8. Wearables

Lecture notes

Programming an ATtiny

I looked at this tutorial to help me program the ATtiny with my Arduino Uno. These are the tools required to follow the tutorial:

• Arduino Uno
• Solderless Breadboard
• ATtiny 85 or 45
• 10uF Electrolytic Capacitor
• 220 Ohm 1/4 Watt resistor
• Hookup wires
• LED

Wiring an ATtiny on the breadboard

The tutorial was relatively easy to follow. The first step is to wire the ATtiny on the breadboard. The annoying part here was to figure out which pins are which.

This diagram shows the order of the pins, but my ATtiny didn't have a half circle on it, instead it had a full circle. So I assumed it was the same thing as the half circle on the diagram.}{ width=150

Here I made a clear wiring diagram with Tinkercad.

Program the Arduino

Next, you have to configure the arduino as a serial programmer that can program other chips. This is pretty simple too, it only requires ou to select the "ArduinoISP" sketch from the "Examples" menu and to upload it.

Add the capacitor

This step requires you to add the 10uF Capacitor and connect it between the ground and reset pin on the arduino. Nothing worth mentioning here other than paying attention to the polarity of the capacitor.

ATtiny core files

I struggled a bit with this step because the file they are having you download is not there. I wasn't sure what to do if the file wasn't there because I didn't really have a good understanding of what that file was, so i got a bit stuck and frustrated at this step. Annie, my instructor helped me out and forwarded me another tutorial to follow, see step 3.

Program the ATtiny

Once I finished following that other tutorial, I came back to original instructables tutorial to complete the steps. Tools menu / Board / ATtiny85 (W/ Arduino as ISP) Then open a basic blink example and change the 13 pin to 0, and program a blink behavior. Here you can program a behavior from the LED if you want but I just kept the uploaded the blink example as is.

Test the circuit

To test the circuit, I added the 220 ohm resistor to the 5th pin. Then, I connected a LED between the resistor and the 5V. If the blink example uploaded properly, the light should be blinking. To make sure the Attiny is programmed, I removed all the wires except for the ones connected to ground and 5V. }{width=150

Driver Circuit

Tools & materials

• Alligator clips
• Paper
• Copper adhesive tape
• Adjustable output power supply
• N-channel MOSFET
• 1N4001 diode
• 10k ohm resistor
• Kapton tape

Making the circuit

Emma Pareschi's tutorial

So, what i have understood (not sure if I am using all the right vocabulary) is that the flipdot actuator requires a higher voltage than the Arduino is capable of supplying. This means we will need to supplement with an external power source if we want to program and test the flipdot actuator. In order to do this, we need to create a driver circuit.

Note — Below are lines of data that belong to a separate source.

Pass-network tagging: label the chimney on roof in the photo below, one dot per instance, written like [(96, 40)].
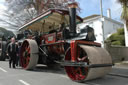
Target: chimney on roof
[(109, 13)]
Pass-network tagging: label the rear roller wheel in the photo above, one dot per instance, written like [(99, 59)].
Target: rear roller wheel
[(29, 54), (91, 56)]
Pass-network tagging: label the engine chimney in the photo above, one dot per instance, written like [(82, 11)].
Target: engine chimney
[(72, 18), (108, 13)]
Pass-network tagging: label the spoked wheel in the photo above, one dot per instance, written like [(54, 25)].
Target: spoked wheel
[(91, 56), (29, 54), (77, 73)]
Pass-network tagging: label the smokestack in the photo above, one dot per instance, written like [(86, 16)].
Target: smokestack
[(109, 13), (72, 17)]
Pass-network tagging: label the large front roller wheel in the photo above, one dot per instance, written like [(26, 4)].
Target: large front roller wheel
[(91, 56), (29, 54)]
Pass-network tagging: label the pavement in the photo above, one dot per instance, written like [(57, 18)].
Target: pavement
[(49, 76)]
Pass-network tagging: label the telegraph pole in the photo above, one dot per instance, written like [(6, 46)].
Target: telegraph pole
[(102, 21)]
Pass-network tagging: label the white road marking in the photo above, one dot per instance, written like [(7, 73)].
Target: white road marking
[(2, 69), (25, 83), (64, 76)]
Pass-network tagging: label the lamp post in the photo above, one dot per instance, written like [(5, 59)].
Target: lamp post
[(102, 21)]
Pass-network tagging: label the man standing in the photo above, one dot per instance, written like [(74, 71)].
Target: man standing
[(12, 52)]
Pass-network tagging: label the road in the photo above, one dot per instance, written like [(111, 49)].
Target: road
[(42, 75)]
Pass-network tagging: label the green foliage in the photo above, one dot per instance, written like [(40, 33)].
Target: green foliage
[(117, 38)]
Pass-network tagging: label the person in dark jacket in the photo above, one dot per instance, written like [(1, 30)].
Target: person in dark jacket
[(12, 52)]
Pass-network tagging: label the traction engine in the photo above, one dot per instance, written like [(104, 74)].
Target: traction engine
[(82, 58)]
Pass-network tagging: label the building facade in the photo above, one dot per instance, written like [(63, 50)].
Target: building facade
[(109, 26)]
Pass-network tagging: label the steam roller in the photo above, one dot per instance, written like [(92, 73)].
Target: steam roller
[(82, 58), (96, 63), (81, 62)]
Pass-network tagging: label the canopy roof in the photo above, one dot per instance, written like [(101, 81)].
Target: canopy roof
[(49, 20)]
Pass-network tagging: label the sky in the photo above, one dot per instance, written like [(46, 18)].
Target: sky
[(88, 7)]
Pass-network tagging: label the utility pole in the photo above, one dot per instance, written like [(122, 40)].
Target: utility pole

A driver circuit is a circuit that allows you to control a power load with low voltage (Arduino) but the current for the load is sinked with a different source (external power source).

In order to understand all this, I create really rough prototypes of the driver circuit and the flipdot actuator.

In the left image, I created a quick and dirty flipdot prototype with some copper wire, a small magnet and a piece of tape. On the rigth is a quick and dirty driver circuit prototype i create with paper, coppe foil, N-channel Mosfet, a diode and a resistor.

Code

This is the code I used to program the flip dot. I kept it very simple, asking it to go on HIGH for 1000 and on LOW for 500.

const int led = 9;


void setup() {
  //put your setup code here, to run once:
  pinMode(led,OUTPUT);
}

void loop() {
  // put your main code here, to run repeatedly:
  digitalWrite(led,HIGH);
  delay(1000);
  digitalWrite(led,LOW);
  delay(500);
}

Testing the rough flipdot actuator

And here is the result, a video showing what happens to the magnet. It doesn't flip like the cleaner flipdot actuators because i am using a single coil and a cube shaped magnet. This is just to test the process and I will make a cleaner actuator after.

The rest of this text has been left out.